Par exemple, vous demandez à l'industrie pharmaceutique de fournir un effort pour rétablir l'équilibre des comptes en 2006. C'est sans doute justifié, mais ne la fragilisons pas ; il faut préserver la recherche et son indépendance. Le projet de loi initial multipliait par trois la taxe sur son chiffre d'affaires, qui passait ainsi de 0, 6 % à 1, 96 %. Cette mesure ne risque-t-elle pas d'avoir des conséquences négatives sur sa pérennité ?
Il me semble indispensable que les relations entre l'État et l'industrie pharmaceutique s'inscrivent dans une véritable contractualisation pluriannuelle et dans la transparence, afin d'éviter les à-coups qui font du médicament une variable de bouclage financier commode.
Le dernier point sur lequel je souhaite insister concerne la nécessaire réforme de l'hôpital.
L'hôpital a pu se sentir moins concerné par le débat relatif à la réforme de 2004. De fait, l'évolution modérée des dépenses de soins de ville cache un dérapage inquiétant des dépenses hospitalières en 2005, puisque l'objectif fixé par le Gouvernement pourrait être dépassé de 650 millions d'euros. Au total, les établissements de santé auront bénéficié de 2, 5 milliards d'euros supplémentaires.
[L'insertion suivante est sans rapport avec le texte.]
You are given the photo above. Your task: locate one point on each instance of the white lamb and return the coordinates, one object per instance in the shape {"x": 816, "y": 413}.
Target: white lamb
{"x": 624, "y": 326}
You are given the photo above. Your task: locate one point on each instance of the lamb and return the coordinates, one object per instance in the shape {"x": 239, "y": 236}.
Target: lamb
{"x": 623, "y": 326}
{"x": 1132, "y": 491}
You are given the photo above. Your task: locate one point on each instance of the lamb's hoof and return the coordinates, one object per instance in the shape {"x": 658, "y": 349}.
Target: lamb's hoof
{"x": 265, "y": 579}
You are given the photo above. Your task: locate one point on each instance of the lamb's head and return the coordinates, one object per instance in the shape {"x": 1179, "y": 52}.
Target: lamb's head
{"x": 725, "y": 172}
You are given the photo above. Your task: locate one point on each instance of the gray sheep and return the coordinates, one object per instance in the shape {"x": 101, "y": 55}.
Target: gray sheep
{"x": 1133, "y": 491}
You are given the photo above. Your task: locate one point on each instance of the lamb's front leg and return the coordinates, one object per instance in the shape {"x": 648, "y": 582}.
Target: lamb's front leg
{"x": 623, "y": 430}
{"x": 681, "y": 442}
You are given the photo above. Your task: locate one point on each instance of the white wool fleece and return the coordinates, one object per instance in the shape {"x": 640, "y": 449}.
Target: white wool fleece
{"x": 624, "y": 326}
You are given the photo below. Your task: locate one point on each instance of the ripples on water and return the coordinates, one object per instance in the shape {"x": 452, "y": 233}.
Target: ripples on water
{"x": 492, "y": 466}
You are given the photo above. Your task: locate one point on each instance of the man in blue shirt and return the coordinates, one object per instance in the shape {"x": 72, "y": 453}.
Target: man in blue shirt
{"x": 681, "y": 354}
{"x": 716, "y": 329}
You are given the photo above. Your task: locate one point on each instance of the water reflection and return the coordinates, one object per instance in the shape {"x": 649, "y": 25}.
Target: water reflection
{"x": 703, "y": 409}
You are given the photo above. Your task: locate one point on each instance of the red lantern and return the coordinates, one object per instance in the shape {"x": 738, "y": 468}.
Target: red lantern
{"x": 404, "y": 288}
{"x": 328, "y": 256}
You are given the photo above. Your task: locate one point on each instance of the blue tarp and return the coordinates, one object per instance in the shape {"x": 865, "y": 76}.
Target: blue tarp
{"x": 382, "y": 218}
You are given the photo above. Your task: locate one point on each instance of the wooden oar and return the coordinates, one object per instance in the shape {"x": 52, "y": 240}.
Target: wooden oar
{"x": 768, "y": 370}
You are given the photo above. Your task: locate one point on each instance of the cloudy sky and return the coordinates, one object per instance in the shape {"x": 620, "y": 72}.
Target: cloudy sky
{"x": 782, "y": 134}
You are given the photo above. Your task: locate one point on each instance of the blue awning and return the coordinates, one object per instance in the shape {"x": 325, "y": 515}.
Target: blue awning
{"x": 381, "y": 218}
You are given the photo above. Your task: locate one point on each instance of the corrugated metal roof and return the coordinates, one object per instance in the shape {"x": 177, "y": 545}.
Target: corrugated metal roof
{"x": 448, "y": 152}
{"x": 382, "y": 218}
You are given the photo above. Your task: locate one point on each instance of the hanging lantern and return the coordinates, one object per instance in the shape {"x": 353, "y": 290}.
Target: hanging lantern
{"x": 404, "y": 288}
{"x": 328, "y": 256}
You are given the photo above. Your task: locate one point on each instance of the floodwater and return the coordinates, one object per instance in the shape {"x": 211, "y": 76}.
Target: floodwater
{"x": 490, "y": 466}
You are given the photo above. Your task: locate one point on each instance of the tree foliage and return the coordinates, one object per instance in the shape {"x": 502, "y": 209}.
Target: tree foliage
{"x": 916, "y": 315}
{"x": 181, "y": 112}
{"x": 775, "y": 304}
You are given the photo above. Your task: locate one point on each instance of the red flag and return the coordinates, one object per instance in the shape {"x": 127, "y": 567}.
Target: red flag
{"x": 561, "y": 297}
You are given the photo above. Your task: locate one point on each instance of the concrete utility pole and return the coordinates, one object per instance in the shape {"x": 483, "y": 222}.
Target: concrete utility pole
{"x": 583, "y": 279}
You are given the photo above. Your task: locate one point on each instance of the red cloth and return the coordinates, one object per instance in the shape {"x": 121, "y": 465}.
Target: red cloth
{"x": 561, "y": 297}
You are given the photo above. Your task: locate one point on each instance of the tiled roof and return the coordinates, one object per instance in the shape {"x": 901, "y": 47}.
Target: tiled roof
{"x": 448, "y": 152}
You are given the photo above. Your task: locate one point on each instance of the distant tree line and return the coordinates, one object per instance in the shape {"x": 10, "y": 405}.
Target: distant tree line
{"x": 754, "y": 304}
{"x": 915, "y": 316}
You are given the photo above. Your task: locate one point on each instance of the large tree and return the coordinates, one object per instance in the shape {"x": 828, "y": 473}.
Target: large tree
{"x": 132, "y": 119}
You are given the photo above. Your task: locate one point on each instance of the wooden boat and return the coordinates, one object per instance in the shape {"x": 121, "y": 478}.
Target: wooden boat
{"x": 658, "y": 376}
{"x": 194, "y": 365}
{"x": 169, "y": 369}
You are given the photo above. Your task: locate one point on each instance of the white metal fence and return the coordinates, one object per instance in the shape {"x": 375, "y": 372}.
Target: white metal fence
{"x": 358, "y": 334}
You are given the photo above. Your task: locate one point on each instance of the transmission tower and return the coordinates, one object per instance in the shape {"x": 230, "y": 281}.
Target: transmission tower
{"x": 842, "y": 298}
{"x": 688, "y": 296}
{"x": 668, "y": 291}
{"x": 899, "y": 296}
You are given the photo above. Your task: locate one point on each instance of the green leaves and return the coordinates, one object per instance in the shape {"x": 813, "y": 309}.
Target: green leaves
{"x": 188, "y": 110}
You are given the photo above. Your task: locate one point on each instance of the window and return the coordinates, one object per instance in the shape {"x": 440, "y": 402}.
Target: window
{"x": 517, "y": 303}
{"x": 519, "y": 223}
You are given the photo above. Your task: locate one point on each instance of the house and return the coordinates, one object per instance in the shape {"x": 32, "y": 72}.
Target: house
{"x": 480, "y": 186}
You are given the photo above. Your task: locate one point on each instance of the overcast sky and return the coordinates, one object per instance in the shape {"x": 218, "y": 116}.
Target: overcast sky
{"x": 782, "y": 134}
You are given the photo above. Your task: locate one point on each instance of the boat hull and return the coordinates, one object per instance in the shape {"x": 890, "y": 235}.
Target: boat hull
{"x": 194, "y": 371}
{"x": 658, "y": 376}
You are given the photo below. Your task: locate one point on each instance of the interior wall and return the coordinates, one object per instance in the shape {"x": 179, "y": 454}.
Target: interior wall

La tarification à l'activité est l'un des outils de la modernisation. Si le secteur privé a fait preuve d'un grand sens des responsabilités avec une mise en oeuvre complète de la réforme dès le mois de mars 2005, le secteur public semble avoir des difficultés à s'approprier cette mutation.
Pour les directeurs de CHU, la poursuite de la mise en oeuvre de la réforme doit se faire à plusieurs conditions : tarifs stables en 2006-2007, liste stable des dispositifs ou des médicaments coûteux, missions d'intérêt général et à l'aide à la contractualisation, les MIGAC, mieux évaluées et chiffrées.
Nous devons faire en sorte que les hôpitaux s'inscrivent dans une autre démarche et que les meilleurs soient récompensés. Pour autant, cela ne signifie pas qu'il ne faille pas accompagner les hôpitaux en difficulté ; c'est d'ailleurs le rôle des ARH, au travers de contrats clairs de modernisation et de restructuration.
Qui peut accepter l'idée que les prix entre l'hôpital public et l'hôpital privé ou, pis encore, entre les CHU, soient aussi disparates, allant du simple au triple pour un séjour en médecine, chirurgie, obstétrique, la MCO ?
Abandonner l'étape intermédiaire de convergence des tarifs fixés pour 2008 eût été un signal de renoncement et compromettait, me semble-t-il, l'objectif de 100 % en 2012. Je me réjouis donc que l'Assemblée nationale ait rétabli le taux de 50 %.
L'instauration de la TAA s'inscrit dans le cadre plus large du plan « Hôpital 2007 », notamment avec la mise en oeuvre d'une nouvelle gouvernance.
Il serait injuste de ne pas reconnaître les progrès réalisés par la communauté hospitalière dans ce domaine. Mais il convient aussi de souligner que la maîtrise médicalisée et les bonnes pratiques telles qu'on les diffuse dans le secteur ambulatoire n'ont pas encore trouvé leur place à l'hôpital.
Enfin, pour conclure, j'évoquerai rapidement un sujet qui n'est pas tout à fait lié à notre débat, mais qui a suscité une vive émotion chez les médecins ; il s'agit de la réforme de l'avantage social vieillesse, l'ASV, prévue par l'article 47 du projet de loi.
Tout le monde reconnaît que la situation de ce régime est préoccupante et requiert des mesures. Certains, dont la Caisse autonome de retraite des médecins de France, la CARMF, se sont prononcés en faveur de la fermeture pure et simple de l'ASV. J'ai bien compris que cette option ferait peser sur l'assurance maladie des charges exorbitantes et inacceptables.
La création d'une cotisation supplémentaire a été, vous le savez, très mal acceptée par les professionnels concernés, qui se plaignent de ne pas avoir été consultés. Je sais, monsieur le ministre, que vous les avez entendus en faisant adopter un amendement qui répartit la charge de cette cotisation sur le principe un tiers - deux tiers, principe conforme à l'esprit conventionnel. Que pouvez-vous leur dire de plus pour les rassurer ?
Monsieur le ministre, voilà des interrogations auxquelles vous apporterez, nous l'espérons, des réponses.